Die wahren Fälle des Dr. Gregory House

Die wahren Fälle des Dr. Gregory House
Die Ärztin, die den Anstoß zur Kultserie gab, kann den menschenfeindlichen TV-Doktor nicht leiden und berichtet in einem Buch über komplizierte medizinische Diagnosen.
02.12.2009
Von Martin Weber

Alle Welt liebt Dr. House, nur seine Miterfinderin nicht: Er sei alles andere als ein Doktor, dessen bloße Gegenwart Vertrauen und Zuversicht vermittle, schreibt die amerikanische Ärztin und Autorin Lisa Sanders, die den Anstoß zu der von Hugh Laurie verkörperten Fernsehfigur gab und als Beraterin für die weltweit erfolgreiche Serie "Dr. House" arbeitet, die in Deutschland bei RTL zu sehen ist.

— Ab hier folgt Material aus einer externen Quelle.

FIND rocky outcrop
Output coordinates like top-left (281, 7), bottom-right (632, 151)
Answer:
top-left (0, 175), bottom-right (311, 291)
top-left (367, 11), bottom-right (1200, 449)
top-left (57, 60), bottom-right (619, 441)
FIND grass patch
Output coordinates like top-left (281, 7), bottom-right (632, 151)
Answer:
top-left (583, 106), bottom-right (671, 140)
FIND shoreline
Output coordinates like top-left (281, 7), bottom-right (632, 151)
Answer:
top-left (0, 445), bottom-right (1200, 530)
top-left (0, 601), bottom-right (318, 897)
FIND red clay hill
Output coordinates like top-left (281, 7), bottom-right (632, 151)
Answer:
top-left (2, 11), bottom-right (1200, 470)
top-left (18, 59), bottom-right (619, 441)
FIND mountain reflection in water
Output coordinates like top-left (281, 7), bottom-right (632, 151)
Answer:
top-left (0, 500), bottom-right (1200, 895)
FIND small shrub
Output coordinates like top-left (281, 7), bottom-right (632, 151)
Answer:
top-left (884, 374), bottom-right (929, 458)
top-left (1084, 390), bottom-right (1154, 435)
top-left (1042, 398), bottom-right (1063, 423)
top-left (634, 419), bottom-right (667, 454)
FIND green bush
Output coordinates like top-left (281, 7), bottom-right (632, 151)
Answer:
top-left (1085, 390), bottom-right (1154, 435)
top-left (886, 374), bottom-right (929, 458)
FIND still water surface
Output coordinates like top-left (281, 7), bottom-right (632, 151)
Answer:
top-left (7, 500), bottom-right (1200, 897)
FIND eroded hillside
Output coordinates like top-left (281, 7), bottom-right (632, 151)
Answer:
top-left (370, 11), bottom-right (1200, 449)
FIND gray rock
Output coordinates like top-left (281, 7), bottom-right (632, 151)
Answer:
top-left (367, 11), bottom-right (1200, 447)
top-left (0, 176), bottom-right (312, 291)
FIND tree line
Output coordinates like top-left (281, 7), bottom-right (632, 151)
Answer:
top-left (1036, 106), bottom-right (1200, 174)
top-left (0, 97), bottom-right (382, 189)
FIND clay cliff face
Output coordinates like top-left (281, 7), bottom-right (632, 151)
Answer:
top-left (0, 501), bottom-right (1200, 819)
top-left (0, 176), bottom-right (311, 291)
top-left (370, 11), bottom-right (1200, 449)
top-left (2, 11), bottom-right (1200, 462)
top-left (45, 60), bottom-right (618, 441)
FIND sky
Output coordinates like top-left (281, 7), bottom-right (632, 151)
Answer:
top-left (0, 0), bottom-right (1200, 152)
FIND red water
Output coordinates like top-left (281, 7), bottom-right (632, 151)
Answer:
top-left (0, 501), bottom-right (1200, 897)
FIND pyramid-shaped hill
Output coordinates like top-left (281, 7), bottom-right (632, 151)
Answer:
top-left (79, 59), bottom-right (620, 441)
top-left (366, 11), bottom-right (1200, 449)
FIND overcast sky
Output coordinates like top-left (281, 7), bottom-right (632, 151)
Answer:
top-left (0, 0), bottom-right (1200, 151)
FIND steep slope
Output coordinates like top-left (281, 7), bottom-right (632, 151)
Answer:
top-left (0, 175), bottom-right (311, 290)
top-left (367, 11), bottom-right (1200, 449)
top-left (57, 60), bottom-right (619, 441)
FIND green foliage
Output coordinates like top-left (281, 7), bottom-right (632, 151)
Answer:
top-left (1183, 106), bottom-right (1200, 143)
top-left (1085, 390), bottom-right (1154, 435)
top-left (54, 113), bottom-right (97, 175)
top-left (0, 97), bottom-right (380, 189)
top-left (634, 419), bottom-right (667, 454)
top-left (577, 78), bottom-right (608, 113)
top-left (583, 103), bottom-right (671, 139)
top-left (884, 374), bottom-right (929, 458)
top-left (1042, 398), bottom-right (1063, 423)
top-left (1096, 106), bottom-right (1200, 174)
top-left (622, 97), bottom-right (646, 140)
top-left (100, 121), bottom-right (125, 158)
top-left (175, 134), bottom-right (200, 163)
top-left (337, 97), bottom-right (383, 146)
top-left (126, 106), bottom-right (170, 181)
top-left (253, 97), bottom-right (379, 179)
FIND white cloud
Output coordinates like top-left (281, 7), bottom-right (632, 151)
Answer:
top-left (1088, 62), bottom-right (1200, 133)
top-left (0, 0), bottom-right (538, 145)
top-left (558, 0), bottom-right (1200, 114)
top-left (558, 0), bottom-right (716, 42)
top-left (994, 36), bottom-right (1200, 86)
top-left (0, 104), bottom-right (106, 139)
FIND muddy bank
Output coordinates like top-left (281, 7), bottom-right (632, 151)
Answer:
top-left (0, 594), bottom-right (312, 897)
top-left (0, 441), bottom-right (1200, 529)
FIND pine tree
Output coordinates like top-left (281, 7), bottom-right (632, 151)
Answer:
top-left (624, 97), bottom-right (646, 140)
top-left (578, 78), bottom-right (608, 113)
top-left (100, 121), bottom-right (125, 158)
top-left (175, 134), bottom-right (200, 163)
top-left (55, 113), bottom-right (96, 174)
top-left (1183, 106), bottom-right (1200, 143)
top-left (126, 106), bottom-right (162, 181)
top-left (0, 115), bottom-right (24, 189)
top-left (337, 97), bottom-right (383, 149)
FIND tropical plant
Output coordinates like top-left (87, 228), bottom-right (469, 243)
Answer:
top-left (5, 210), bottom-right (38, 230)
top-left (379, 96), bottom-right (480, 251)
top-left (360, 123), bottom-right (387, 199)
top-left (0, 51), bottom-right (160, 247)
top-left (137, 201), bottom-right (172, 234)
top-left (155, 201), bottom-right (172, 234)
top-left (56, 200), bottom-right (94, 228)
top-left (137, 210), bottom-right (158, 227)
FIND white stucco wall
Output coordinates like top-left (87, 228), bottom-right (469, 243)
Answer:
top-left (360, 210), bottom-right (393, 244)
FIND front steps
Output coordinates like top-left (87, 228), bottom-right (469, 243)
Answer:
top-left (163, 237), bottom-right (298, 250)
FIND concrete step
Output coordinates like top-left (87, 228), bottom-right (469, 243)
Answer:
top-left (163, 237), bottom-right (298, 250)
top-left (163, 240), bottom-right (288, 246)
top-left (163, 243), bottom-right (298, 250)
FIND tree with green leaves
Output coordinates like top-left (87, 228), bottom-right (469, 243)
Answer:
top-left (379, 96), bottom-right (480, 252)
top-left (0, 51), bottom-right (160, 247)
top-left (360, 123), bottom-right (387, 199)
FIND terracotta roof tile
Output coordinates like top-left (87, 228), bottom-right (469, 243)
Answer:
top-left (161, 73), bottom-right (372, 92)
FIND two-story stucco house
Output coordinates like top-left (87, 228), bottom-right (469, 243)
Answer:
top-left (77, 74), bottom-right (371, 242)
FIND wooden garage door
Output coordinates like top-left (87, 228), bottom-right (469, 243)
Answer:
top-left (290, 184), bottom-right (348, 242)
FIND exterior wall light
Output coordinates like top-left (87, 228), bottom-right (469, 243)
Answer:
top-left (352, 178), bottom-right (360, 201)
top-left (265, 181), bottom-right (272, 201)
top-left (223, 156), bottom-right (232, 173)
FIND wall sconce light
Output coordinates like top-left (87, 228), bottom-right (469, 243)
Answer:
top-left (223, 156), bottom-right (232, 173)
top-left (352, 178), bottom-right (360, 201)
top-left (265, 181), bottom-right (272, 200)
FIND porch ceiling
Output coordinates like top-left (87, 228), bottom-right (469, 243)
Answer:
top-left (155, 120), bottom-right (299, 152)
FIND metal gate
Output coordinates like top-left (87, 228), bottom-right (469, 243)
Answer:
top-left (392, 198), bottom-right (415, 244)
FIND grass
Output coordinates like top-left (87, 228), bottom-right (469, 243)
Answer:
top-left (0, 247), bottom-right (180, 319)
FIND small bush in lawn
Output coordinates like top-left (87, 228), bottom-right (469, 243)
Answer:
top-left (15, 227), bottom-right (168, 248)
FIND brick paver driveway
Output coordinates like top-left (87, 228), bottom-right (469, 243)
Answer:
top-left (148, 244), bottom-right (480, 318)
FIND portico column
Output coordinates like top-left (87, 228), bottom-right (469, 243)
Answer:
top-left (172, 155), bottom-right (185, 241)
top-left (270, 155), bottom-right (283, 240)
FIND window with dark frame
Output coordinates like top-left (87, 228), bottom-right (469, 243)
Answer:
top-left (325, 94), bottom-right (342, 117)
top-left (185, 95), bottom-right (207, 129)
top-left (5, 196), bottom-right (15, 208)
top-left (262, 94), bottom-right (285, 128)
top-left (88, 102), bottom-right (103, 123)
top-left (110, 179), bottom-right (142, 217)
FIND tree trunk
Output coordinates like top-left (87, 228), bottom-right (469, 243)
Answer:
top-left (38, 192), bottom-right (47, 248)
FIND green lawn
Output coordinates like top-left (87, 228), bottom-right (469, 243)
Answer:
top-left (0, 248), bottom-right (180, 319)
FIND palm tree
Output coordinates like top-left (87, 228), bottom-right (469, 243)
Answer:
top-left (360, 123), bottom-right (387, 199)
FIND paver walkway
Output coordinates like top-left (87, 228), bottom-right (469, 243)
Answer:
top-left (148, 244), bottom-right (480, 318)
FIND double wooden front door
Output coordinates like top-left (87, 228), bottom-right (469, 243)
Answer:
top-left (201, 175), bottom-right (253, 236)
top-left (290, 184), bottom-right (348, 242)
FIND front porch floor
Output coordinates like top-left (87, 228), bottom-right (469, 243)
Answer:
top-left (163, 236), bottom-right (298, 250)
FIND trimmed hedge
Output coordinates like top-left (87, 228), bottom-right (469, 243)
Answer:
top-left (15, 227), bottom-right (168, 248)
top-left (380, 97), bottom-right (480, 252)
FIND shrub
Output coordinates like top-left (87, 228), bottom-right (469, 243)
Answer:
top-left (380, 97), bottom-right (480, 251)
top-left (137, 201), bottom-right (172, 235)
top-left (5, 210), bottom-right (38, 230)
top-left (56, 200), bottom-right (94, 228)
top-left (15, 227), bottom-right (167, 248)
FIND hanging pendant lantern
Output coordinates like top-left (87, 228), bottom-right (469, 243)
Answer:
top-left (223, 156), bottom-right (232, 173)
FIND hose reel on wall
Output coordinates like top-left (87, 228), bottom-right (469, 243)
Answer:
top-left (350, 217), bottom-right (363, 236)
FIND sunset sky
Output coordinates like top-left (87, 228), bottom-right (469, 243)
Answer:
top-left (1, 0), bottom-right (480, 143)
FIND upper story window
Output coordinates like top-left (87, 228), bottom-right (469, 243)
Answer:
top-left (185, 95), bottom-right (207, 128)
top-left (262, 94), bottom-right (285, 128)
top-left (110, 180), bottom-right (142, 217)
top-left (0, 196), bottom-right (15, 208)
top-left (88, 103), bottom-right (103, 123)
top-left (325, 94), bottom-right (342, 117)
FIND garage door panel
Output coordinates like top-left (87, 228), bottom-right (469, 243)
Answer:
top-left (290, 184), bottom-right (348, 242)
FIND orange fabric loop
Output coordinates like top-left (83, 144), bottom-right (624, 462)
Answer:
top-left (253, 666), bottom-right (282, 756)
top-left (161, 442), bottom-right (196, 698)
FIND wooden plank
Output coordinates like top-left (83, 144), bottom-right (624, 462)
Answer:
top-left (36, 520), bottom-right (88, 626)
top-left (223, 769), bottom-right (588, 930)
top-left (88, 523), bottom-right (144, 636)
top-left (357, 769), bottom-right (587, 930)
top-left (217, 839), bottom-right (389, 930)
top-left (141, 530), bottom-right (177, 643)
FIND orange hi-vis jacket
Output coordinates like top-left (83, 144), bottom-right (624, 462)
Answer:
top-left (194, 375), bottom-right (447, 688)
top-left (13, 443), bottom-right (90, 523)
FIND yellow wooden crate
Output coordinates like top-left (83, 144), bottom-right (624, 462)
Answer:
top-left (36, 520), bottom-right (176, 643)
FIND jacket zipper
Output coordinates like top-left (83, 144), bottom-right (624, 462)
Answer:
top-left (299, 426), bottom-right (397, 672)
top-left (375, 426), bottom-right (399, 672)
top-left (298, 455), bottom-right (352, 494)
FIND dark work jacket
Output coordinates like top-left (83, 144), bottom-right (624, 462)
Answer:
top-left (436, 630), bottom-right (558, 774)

"Er ist vielmehr selbstverliebt und arrogant, drogensüchtig und auf gewisse Weise ein Pedant", heißt es in Sanders’ jetzt auch auf Deutsch erschienenem Sachbuch "Detektive in Weiß". Ein echter Arzt, der so mit seinen Patienten umgehe, gehöre verprügelt, sagte die Medizinerin sogar in einem Interview, doch sie weiß natürlich, dass im Fernsehen andere Gesetze gelten: Dort macht die schillernde Persönlichkeit des menschenhassenden, aber genialen US-Doktors Gregory House viel vom Reiz der Kultserie aus.

Verzwickte Fälle

Seine Anziehungskraft bezieht "Dr. House" außerdem aus den verzwickten medizinischen Fällen, die der bärbeißige Mediziner mit seiner fast schon göttlichen Gabe für die richtige Diagnose im Stile eines Sherlock Holmes löst – und die basieren meistens auf realen Patientengeschichten, wie Lisa Sanders in ihrem faszinierenden Buch schreibt. Seit einigen Jahren berichtet die Internistin im "New York Times Magazine" in einer regelmäßigen Kolumne über verzwickte Krankheitsgeschichten und schwierige Diagnosen – wahre Geschichten, die sie als praktizierende Ärztin selber erlebt hat, die ihr Berufskollegen nach Feierabend erzählt haben oder die sie in medizinischen Fachzeitschriften gelesen hat.

Ein findiger amerikanischer TV-Produzent namens Paul Attanasio wurde auf die Kolumne mit dem schlichten Titel "Diagnosis" aufmerksam und hatte den naheliegenden Einfall, daraus etwas fürs Fernsehen zu machen – die Idee zu "House", wie die 2004 gestartete Serie im amerikanischen Original heißt, war geboren. "Ich erklärte mich zur Mitarbeit bereit und war überzeugt, die Serie werde nicht lange laufen", schreibt Lisa Sanders. Sie wurde zu ihrer und Attanasios Freude eines Besseren belehrt: Für den US-Sender Fox erwiesen sich die Storys mit dem mürrischen Doktor als Volltreffer, und auch in zahlreichen anderen Ländern schlugen sie ein – in Deutschland startete "Dr. House" im Mai 2006 und ist mit mehreren Millionen begeisterten Fans und tollen Einschaltquoten mittlerweile eine der beliebtesten Fernsehserien überhaupt.

"Detektive in Weiß" ist ein lesenswertes Werk über viele verzwickte Krankheitsdiagnosen, auf denen "Dr. House" teilweise basiert – es erzählt sozusagen die wahren Geschichten hinter der Serie. Es geht um mysteriöse Symptome, merkwürdige Krankheitsverläufe, tückische Viren und verzweifelte Patienten, denen dank eines korrekten Befunds letztendlich doch noch geholfen werden konnte. Eingefleischte Fans von "Dr. House" werden einige der Krankengeschichten oder Elemente davon problemlos wiedererkennen: So etwa den Fall einer Patientin, die an der seltenen Wilson-Krankheit litt, einer Kombination aus Leberversagen und Zerstörung der roten Blutkörperchen, die anhand eines kaum erkennbaren goldbraunen Rings rund um die Iris des Auges diagnostiziert werden kann. Doch nicht nur für sie ist Sanders’ Buch ein spannender Ausflug in die Welt der Medizin. 
 

Buch: Lisa Sanders, "Detektive in Weiß", Irisiana-Verlag München, 397 Seiten, 19,95 Euro


Martin Weber ist freier Journalist und lebt in Berlin.